Nicht nur Rechte, sondern auch Pflichten
Das Bundesverfassungsgericht hatte am Mittwoch die Klage von neun Parlamentariern gegen das entsprechende Gesetz zurückgewiesen. Die Entscheidung fiel bei einem Patt von vier zu vier Richterstimmen. Die Kläger hatten in der Offenlegungspflicht einen unzulässigen Eingriff in die Berufsfreiheit und die Unabhängigkeit des Abgeordnetenmandats gesehen. Gerade für Selbstständige und Anwälte sei ein Parlamentsmandat kaum noch zumutbar, wenn sie detailliert offen legen müssten, wie viel Geld sie von welchem Auftraggeber oder Mandanten erhielten.

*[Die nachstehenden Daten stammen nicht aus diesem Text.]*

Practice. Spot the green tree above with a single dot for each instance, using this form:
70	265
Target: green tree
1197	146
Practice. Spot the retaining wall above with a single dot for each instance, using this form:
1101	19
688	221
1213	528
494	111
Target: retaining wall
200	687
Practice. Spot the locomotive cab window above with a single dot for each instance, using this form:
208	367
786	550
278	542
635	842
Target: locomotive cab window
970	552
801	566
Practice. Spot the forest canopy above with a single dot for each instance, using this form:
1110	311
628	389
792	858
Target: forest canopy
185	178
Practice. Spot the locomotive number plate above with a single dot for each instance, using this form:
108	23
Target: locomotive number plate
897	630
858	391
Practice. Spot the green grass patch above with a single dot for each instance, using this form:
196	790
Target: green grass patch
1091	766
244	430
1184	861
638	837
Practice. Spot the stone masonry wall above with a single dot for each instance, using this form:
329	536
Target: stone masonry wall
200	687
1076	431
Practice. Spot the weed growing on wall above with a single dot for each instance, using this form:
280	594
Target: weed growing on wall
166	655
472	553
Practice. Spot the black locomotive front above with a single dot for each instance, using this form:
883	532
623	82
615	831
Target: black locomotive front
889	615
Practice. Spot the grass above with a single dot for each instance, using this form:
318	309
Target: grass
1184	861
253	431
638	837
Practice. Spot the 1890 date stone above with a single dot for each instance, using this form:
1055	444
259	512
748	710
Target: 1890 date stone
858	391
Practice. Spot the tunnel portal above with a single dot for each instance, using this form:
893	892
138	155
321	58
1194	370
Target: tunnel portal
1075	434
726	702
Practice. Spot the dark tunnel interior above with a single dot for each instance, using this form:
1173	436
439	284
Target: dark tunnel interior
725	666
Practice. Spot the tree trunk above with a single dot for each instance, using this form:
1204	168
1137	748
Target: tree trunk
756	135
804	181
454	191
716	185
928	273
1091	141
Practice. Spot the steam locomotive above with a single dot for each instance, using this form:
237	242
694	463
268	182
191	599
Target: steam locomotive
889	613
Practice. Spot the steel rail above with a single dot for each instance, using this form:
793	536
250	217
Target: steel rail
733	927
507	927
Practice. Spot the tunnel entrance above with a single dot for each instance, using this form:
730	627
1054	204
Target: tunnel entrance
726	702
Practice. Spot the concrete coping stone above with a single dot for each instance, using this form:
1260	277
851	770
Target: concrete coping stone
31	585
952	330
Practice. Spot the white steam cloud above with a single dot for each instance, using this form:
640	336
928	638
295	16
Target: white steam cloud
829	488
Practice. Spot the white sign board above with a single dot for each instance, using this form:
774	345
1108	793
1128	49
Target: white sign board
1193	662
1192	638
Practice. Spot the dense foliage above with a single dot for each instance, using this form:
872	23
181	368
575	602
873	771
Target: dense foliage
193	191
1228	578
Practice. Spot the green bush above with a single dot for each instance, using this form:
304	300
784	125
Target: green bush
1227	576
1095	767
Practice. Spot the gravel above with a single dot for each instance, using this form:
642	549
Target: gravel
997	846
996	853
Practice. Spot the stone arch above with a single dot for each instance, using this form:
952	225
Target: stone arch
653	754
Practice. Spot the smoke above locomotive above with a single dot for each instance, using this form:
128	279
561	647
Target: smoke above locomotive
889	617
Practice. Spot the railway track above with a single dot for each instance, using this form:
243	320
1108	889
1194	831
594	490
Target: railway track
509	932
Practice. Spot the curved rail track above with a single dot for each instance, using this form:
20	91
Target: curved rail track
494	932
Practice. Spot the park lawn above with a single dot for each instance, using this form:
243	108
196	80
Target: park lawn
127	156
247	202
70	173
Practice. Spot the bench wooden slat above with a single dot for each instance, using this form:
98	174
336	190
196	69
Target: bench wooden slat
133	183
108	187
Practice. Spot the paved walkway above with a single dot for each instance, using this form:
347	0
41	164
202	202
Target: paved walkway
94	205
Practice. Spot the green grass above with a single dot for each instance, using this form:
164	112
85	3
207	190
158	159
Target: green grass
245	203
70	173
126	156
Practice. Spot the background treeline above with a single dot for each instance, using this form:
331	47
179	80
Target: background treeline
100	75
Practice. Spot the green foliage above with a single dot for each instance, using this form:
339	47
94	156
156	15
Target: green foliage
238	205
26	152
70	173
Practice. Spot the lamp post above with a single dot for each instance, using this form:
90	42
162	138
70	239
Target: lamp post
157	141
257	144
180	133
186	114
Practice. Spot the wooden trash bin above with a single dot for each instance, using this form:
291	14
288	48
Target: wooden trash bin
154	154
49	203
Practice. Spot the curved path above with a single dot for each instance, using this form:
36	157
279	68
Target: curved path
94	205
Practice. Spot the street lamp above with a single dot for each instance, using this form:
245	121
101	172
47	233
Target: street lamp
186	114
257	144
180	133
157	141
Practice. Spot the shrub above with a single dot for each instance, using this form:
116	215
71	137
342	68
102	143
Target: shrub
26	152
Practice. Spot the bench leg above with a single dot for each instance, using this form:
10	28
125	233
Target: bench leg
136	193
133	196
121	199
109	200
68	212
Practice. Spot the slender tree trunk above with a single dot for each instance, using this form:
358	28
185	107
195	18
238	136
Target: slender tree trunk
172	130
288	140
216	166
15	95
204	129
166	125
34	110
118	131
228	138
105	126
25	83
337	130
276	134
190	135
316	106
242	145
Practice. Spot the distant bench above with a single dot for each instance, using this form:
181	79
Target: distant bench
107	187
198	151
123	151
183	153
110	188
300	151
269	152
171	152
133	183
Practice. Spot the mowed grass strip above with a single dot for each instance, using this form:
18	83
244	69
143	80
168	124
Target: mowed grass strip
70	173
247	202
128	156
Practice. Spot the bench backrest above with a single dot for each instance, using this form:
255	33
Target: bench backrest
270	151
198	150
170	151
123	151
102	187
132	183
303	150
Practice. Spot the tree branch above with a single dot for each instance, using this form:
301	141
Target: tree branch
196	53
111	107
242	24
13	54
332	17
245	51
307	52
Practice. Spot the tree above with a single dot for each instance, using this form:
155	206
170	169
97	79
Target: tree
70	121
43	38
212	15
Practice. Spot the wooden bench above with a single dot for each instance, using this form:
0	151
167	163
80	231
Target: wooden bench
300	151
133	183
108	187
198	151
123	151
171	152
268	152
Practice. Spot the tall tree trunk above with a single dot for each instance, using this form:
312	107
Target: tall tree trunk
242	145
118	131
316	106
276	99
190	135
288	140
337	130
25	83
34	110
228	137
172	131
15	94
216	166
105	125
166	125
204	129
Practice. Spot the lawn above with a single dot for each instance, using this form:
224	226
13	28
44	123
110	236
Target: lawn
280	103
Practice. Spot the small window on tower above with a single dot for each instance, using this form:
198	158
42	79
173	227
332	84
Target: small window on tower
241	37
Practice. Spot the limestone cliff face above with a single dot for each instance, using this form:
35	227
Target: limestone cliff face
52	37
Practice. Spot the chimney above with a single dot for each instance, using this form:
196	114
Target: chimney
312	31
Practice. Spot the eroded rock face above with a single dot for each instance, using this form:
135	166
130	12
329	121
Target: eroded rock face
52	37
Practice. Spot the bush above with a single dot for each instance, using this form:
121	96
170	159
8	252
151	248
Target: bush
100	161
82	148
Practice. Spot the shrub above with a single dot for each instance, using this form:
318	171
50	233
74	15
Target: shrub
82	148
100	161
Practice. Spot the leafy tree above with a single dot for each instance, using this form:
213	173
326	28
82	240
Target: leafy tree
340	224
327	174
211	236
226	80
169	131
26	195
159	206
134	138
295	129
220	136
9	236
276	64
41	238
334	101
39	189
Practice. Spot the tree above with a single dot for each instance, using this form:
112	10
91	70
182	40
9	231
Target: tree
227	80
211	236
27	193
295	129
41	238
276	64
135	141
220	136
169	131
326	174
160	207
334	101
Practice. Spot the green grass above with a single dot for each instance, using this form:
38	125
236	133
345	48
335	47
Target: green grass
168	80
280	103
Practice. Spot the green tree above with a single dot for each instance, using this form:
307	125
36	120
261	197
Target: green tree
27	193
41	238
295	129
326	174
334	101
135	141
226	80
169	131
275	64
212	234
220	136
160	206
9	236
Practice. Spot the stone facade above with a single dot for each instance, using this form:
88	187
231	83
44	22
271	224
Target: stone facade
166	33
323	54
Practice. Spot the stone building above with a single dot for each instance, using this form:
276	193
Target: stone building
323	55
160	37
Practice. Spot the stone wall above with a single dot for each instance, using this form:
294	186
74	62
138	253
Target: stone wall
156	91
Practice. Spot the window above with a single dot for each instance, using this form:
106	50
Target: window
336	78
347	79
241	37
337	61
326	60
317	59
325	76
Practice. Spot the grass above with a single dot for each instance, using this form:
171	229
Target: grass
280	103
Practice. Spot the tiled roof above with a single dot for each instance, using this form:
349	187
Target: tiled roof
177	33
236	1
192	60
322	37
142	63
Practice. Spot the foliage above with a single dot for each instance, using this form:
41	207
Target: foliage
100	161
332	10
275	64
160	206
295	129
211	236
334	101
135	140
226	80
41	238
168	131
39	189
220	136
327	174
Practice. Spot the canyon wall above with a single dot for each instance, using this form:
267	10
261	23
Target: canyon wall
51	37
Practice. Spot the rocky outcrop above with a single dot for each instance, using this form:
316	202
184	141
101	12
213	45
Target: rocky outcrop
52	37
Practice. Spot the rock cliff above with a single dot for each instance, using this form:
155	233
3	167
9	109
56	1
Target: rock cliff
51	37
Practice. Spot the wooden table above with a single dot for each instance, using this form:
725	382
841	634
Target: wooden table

Ausschlaggebend für das Urteil war aber die Auffassung der Richter, mit der Freiheit des Mandats seien nicht nur Rechte, sondern auch Pflichten verbunden. Mit der Pflicht zur Offenlegung von Einkünften ab einer bestimmten Höhe könne sich der Wähler selbst ein Bild über mögliche Interessenverflechtungen und wirtschaftliche Abhängigkeiten der Volksvertreter machen. Der Bundestag hatte bereits im Oktober 2005 einen neuen Verhaltenscodex verabschiedet. Auf Grund der in Karlsruhe anhängigen Klage entschied Lammert, das Gesetz bis zu einer Urteilsfindung nicht umzusetzen. Experten wie der Parteienrechtler Hans-Herbert von Arnim hatten dieses Vorgehen als "glatten Gesetzesbruch" kritisiert.